NHL

Rangers must Capital-ize on chance to end series

BRAD RICHARDS
Desperate to win.

BRAD RICHARDS
Desperate to win.

CAP IT OFF! After an electrifying Game 5 victory Monday night, it’s time for the Rangers to send the Capitals home, says Larry Brooks. (Getty Images)

WASHINGTON — Teams of destiny create their own. It’s time for the Rangers to do that tonight. It’s time for the Rangers to lay down a Game 6 hammer on the Capitals and put an end to this conference semifinal.

This isn’t as much about creating breathing space before the Eastern finals as it is about playing with authority, not allowing a vulnerable opponent to get off the mat and, ultimately, showing the finish required of champions.

It’s about the Rangers picking up not only where they left off in Monday’s memory-making Game 5, 3-2 overtime victory that registered Seven Point Six on the Richards Scale (the time of Broadway Brad’s tying goal was changed yesterday from 19:53 to 19:52 because there were 7.6 seconds showing on the official clock) but from where they had been for most of the night — on the puck, in the Capitals’ faces, below the hash marks, driving with a sense of urgency to Braden Holtby’s net.

“We want the mindset that we’re as desperate as they are,” said Richards, always the coolest customer in the room. “From the first shift, we want to try and get that done right away.”

The power play won it for the Rangers on Monday after the power play came perilously close to losing it, not just by failing to score on their first three man-advantages, but by failing to generate so much as a shot through those six minutes, allowing air to seep from a Broadway balloon ready to pop.

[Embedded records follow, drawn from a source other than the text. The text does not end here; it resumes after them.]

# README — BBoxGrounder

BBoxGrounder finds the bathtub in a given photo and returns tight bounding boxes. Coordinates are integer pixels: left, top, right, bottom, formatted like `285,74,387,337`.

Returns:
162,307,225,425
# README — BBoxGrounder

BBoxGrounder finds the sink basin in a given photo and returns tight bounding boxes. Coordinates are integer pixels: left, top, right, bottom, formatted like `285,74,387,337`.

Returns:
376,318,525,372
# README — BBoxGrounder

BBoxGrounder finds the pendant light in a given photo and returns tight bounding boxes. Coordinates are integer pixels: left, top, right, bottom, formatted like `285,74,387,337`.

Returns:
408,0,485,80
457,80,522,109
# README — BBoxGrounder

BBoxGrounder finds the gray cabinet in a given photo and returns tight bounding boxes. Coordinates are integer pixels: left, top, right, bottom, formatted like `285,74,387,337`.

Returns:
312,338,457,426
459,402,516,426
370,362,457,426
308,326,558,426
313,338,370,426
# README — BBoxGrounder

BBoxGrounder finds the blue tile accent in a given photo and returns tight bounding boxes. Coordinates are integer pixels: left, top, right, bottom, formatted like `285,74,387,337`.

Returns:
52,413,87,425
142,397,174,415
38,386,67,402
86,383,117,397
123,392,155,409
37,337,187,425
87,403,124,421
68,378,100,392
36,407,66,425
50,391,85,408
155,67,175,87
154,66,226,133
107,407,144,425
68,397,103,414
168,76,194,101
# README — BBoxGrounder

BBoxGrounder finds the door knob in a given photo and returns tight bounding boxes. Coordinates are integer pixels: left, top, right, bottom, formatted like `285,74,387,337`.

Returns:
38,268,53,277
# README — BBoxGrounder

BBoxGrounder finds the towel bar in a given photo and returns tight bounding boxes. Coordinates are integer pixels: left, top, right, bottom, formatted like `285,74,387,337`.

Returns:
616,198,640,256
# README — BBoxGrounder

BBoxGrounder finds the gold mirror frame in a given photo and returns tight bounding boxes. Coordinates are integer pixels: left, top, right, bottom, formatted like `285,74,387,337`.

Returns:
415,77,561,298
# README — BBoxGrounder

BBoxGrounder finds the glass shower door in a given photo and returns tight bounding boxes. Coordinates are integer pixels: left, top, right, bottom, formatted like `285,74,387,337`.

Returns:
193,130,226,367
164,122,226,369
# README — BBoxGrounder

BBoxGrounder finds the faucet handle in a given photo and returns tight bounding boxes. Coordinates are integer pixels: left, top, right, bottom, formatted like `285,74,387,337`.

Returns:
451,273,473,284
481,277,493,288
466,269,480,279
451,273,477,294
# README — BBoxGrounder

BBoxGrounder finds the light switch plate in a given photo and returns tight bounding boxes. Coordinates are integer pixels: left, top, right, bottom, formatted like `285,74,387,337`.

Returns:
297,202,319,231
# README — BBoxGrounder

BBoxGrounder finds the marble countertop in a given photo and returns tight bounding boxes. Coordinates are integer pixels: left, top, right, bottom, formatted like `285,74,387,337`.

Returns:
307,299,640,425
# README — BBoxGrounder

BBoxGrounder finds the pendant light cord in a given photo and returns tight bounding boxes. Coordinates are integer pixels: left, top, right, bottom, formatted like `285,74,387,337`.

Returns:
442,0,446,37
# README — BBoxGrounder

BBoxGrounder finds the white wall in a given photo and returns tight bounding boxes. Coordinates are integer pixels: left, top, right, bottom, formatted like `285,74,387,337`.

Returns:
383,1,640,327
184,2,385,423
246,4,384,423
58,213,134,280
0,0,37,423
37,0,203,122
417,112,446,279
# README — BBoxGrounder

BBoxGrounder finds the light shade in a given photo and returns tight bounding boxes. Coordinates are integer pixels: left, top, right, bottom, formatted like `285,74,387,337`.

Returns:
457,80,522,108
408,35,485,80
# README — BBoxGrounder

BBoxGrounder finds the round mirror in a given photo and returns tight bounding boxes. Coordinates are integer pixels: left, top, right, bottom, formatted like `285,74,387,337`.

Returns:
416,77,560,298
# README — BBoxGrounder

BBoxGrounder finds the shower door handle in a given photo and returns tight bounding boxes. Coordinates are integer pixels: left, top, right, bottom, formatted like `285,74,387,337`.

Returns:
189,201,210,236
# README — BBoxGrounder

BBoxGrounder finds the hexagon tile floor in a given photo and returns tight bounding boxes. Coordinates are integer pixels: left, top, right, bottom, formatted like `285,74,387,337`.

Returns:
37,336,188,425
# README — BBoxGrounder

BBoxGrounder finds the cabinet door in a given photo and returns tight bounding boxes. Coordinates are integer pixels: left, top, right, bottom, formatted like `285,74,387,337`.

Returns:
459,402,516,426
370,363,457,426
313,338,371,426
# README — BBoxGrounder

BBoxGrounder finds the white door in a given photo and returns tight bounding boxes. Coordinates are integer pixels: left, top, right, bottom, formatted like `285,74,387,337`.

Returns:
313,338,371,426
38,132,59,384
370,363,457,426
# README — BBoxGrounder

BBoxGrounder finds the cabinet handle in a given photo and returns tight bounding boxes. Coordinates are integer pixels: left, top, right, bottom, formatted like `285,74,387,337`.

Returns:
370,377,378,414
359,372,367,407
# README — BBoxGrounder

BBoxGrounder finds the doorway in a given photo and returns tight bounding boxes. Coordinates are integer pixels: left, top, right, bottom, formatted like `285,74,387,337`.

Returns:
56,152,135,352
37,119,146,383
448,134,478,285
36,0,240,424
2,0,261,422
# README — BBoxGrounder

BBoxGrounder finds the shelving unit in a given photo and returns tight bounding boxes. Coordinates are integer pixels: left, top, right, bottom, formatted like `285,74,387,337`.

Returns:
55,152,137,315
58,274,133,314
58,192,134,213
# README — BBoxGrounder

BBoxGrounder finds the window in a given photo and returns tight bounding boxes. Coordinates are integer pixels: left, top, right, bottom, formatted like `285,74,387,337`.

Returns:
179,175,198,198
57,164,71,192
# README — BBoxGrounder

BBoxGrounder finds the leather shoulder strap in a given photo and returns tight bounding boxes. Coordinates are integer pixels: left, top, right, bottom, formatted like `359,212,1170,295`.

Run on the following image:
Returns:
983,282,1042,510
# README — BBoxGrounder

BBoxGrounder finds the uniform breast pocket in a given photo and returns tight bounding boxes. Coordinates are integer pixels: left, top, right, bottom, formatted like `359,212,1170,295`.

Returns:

Even if the power play is held off the board, it is imperative for the Rangers to seize the momentum with the man-advantage the way the Capitals did early in Game 4 by testing Henrik Lundqvist with six shots on a power play that started at 2:25, an effort that wiped away the trauma of losing a triple-overtime Game 3 and forced the Blueshirts back on their tired heels for the first 20 minutes.

The Rangers have won two of their last four games, both in overtime and both without holding a third-period lead for so much as a second. It’s a tough way to go, and it’s a route that demands late-game heroics, but that’s what follows with a sum of two first-period goals for the series.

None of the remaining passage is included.